20 de agosto de 2015, 8h00

Spacca
João Grandino Rodas [Spacca]—O conhecimento científico difere do conhecimento vulgar, por implicar compreensão mais profunda, que alcança suas causas mais remotas. De modo geral, a perquirição da evolução histórica auxilia sobremodo atingir-se o conhecimento científico, por fornecer pano de fundo utilíssimo para seu entendimento e interpretação. Com o direito internacional, tal não é diferente.

No passado século, houve dois acontecimentos que muito impactaram a evolução do direito internacional: a primeira e a segunda grandes guerras. A comemoração, nestes dias, dos 70 anos do término da Segunda Guerra Mundial, constitui-se em ocasião para revisitar historicamente o evolver do direito internacional. Neste artigo, veremos seu desenvolvimento prévio e imediatamente posterior à primeira guerra. Proximamente, será a vez, de se verificar o desenrolar pós-Segunda Guerra.

Uma generalização sobre os povos da antiguidade indica que, muito embora, de forma esporádica, concluíssem tratados e enviassem representantes oficiais, a tônica era que o estrangeiro não deixava de ser inimigo. O império romano dominou, praticamente, todo o mundo conhecido e espalhou seu direito e sua nacionalidade. Findo o império romano do Oriente, o poder esmigalhou-se em centenas de coletividades territoriais, que aos poucos foram, costumeiramente, adaptando o direito romano às próprias circunstâncias.

As referidas circunscrições do mundo ocidental tornaram-se independentes, inobstante sofressem com a preponderância do Papa e do Imperador do Sacro Império Romano-Germânico. Por volta do século XV, os advogados do rei de França formularam o princípio da teoria da soberania absoluta, que se espraiou, com o consequente surgimento de Estados, dotados de poder incontrastável de atribuir competências e de querer coercitivamente. Cada Estado passou a ter um ordenamento jurídico próprio, teoricamente desvinculado do dos demais e subordinando tudo e todos dentro de suas fronteiras.

Como os Estados arrogavam-se soberania, o relacionamento entre eles deveria ser regulado por um direito especial, daí o surgimento do direito internacional público. Como tratava-se de direito de coordenação entre entes soberanos, suas regras jurídicas deveriam ser aceitas, por costume ou por tratado internacional (princípio do voluntarismo), não havendo jurisdição sobre Estado, a não ser que previamente aquiescida (princípio da inexistência de jurisdição obrigatória).

A Paz de Westfália, em 1648, que pôs fim à Guerra dos Trinta Anos, por meio de tratado concluído entre vários Estados é o ponto de partida para a concepção do tratado multilateral, que passa a ser a modalidade de formulação do direito internacional.

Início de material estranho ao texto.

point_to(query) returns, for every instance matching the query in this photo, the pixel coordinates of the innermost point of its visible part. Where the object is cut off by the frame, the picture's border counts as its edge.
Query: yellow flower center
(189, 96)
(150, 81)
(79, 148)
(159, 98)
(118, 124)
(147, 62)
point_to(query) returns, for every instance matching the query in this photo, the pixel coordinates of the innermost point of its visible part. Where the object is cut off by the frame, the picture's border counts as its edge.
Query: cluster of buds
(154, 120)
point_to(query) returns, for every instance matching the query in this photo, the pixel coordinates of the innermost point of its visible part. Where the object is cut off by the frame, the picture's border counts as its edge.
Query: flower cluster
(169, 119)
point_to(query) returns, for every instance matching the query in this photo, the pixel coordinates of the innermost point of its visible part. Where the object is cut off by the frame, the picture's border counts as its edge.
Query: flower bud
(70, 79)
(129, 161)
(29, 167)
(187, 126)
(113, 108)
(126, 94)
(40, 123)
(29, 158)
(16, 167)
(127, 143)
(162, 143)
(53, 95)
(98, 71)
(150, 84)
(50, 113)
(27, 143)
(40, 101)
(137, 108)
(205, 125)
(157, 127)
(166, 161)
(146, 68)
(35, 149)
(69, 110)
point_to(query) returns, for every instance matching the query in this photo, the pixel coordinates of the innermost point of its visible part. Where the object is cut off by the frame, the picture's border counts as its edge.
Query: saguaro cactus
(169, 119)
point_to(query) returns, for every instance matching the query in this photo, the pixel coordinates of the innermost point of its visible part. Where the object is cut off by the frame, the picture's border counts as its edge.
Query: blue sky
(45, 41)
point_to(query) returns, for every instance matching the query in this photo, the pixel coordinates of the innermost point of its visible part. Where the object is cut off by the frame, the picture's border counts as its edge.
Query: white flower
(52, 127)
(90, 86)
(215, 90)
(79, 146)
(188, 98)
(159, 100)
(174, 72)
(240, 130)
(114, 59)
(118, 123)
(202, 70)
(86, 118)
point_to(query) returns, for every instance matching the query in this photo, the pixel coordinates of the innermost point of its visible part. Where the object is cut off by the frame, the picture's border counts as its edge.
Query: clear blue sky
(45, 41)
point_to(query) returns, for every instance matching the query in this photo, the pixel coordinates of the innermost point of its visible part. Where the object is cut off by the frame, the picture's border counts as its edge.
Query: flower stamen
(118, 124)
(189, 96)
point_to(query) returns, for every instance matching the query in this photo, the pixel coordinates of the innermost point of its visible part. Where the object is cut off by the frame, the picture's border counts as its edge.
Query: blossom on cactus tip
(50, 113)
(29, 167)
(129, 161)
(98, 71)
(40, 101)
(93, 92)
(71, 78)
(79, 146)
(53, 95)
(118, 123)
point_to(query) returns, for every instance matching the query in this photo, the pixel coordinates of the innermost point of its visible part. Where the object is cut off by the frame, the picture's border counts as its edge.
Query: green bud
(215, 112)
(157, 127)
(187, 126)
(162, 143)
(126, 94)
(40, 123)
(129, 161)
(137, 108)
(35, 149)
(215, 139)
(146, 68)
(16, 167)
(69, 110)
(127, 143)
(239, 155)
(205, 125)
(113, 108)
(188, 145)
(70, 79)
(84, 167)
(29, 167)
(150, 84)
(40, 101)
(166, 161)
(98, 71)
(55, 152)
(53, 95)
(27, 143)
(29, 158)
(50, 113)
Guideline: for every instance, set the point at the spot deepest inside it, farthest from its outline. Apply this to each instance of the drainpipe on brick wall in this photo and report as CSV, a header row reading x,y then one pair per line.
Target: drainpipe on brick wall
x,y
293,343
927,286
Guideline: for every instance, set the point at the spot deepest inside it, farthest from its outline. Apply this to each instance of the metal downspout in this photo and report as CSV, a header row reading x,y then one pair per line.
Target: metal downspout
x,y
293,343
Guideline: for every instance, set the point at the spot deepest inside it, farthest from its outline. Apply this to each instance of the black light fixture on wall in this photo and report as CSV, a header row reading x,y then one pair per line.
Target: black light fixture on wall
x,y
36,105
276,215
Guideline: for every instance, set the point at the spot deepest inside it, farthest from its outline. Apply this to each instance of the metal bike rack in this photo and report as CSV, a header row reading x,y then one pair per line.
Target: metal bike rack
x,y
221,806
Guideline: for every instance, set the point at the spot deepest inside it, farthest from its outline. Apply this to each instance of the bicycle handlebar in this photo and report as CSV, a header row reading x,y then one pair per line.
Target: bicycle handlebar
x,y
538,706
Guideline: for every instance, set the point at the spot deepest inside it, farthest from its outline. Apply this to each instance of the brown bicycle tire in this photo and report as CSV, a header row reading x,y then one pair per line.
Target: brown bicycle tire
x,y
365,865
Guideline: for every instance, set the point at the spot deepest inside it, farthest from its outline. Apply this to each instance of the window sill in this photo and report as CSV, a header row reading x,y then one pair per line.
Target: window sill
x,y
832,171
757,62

Essa tendência robuster-se-ia com a Congresso de Viena, de 1815, que rearranjou a Europa, após o ciclo napoleônico. A Ata Final desse Congresso criou a Comissão Central para a Navegação do Rio Reno, que inaugurou a ideia de união administrativa, embrião do que viriam a ser as organizações internacionais intergovernamentais, além do próprio direito administrativo internacional.

As Conferências da Haia de 1899 e 1907 alavancaram o internacionalismo e produziram importantes convenções internacionais. Nesse mesmo período, a problemática da troca de populações entre Estados, em decorrência do final do Império Otomano, inspiraria o movimento de proteção das minorias, antecedente remoto da proteção dos direitos humanos.

Em plena belle époque, às vésperas da Primeira Grande Guerra, florescia assim o direito internacional. Não era fácil suspeitar que os jogos do poder de então se enfrentariam, como rastilho de pólvora em escala global, depois do estopim do assassinato dos herdeiros do trono austríaco, em Saraievo, em 1914.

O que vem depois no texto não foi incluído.